15. A method of decoding a video container format file, comprising:

receiving a media file storing a at least one video block in a video container format and at least one video editing object;

using a decoder to decode editing instructions from said at least one video editing object;

using a video decoder to decode media content from said at least one video block and to edit said media content according to said at least one video editing object; and

outputting an output of said decoded and edited media content.

16. An apparatus for generating a video container format file, comprising:

a memory which stores a video container format file having a video component, an audio component, and a system component;

a user interface for receiving editing instructions pertaining to media content of said video container format file from a user; and

an encoder which encodes said editing instructions in at least one video editing object and adds said at least one video editing object to said system component;

wherein the addition of said at least one video editing object does not change the arrangement or the storage location of said video component and said audio component in said memory.

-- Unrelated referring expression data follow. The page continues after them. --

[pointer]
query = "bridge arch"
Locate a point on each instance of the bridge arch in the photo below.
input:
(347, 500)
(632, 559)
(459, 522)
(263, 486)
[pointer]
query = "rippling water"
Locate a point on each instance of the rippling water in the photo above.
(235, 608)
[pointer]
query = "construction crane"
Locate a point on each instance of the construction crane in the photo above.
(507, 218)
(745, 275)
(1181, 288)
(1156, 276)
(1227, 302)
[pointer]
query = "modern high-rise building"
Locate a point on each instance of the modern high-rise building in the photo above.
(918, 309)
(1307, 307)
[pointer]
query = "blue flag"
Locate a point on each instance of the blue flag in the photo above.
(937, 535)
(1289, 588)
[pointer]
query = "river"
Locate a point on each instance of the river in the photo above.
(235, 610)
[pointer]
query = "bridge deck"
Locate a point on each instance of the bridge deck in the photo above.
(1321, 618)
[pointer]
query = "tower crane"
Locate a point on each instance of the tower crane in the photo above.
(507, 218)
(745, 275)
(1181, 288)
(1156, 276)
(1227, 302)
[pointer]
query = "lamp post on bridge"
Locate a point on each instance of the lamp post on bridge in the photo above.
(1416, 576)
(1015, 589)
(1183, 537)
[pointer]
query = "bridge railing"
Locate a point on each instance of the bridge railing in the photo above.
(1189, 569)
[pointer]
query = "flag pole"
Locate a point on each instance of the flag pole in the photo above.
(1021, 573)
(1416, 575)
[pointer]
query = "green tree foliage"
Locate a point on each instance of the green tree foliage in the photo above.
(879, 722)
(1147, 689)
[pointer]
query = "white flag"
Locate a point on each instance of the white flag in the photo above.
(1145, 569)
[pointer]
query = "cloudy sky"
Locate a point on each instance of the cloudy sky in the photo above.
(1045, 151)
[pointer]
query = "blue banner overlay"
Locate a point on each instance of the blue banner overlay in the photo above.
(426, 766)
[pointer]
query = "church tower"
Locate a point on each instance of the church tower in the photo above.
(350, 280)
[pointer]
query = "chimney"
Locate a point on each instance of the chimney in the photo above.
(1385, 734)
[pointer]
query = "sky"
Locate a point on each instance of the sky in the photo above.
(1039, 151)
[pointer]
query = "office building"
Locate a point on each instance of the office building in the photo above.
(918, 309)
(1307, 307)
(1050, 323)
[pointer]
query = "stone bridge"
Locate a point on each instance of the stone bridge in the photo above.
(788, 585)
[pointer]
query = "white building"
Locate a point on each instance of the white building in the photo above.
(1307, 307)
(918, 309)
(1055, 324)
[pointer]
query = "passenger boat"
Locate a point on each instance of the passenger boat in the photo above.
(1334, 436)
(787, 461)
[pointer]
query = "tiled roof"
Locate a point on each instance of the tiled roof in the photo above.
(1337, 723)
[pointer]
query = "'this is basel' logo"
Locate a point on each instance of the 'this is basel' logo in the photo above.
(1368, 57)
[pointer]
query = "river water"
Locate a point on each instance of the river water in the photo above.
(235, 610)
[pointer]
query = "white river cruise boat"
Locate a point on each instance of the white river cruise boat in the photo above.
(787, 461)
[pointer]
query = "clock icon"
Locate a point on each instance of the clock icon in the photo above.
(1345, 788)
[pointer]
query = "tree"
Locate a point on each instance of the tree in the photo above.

17. An apparatus for decoding a video container format file, comprising:

a memory which stores a video container format file with media content and at least one video editing object indicative of editing instructions pertaining to said media content;

a decoder which decodes said video container format file by editing said media content according to said editing instructions;

a display which presents said decoded and edited media content;

wherein the decoding is performed without creating a copy of said media content.

18. A method of compressing a video container format file, comprising:

receiving a media file storing a at least one video block in a video container format and at least one video editing object;

using a decoder to decode editing instructions from said at least one video editing object;

using a video decoder to decode media content from said at least one video block;

reencoding said media file according to said at least one video editing object; and

outputting an output of said reencoded media file.